On Tue, May 18, 2004 at 11:29:27PM +0100, has wrote:
> - Regarding standard package managers on *nix systems (which I've not 
> used): does DU intend to wrap these, or plug into them? Current 
> impression is it's the former; in which case, what's the reasoning 
> for this? I'd have thought it'd make more sense for a system's native 
> package manager to "be in charge", as it were, with DU only acting 
> under their control. BTW, I've no objection to folks using package 
> managers that want to use them; equally, I don't believe folks should 
> _have_ to use them (e.g. because runaway complexity or rampant 
> lock-in makes any other approach impossible). DU should be able to 
> scale up as far as the user wants; but it shouldn't start "high up". 
> Nothing's worse than systems that bury themselves (and their users!) 
> under the weight of their own complexity.

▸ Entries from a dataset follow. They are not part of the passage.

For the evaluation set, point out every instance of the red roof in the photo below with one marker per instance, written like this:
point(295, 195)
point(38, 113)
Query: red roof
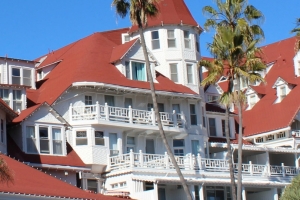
point(266, 116)
point(171, 12)
point(88, 60)
point(120, 51)
point(28, 180)
point(71, 159)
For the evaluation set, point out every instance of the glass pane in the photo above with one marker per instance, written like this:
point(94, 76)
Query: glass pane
point(15, 72)
point(178, 143)
point(130, 140)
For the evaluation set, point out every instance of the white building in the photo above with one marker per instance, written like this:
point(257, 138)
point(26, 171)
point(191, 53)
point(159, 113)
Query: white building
point(91, 122)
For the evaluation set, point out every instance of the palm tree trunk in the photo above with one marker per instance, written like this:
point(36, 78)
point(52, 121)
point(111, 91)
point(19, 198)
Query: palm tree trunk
point(160, 127)
point(229, 154)
point(240, 142)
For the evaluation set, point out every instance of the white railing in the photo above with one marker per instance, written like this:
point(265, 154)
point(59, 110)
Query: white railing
point(191, 162)
point(125, 115)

Distutils "wraps" native package managers in the sense that it can use
native package management tools to produce native binary packages for a
specific target. This is, however, only one possible method. Others
would include libraries (i.e. rpmlib) or some other method of producing
a file that the package manager understands. For example a "binary
package" is usually a standard archive file (such as cpio or ar archive)
that contains specific files that the package manager uses for control
(i.e., CONTROL for .debs).

The reasoning is consistent software configuration management. DU does
not require that you produce binary packages. You can just "python
setup.py install" where ever you want. Or you could "python setup.py
bdist_dumb" to produce a binary compatible tarball. By producing
platform native binary packages, Distutils automatically "scales" as far
as the platform scales.

As far as "lock-in" goes, the platforms include their package management
so you're no more locked in the that tool than you are to the platform.
Distutils reduces that lock-in by supporting the instant re-packaging
into binary packages for a different platform's manager.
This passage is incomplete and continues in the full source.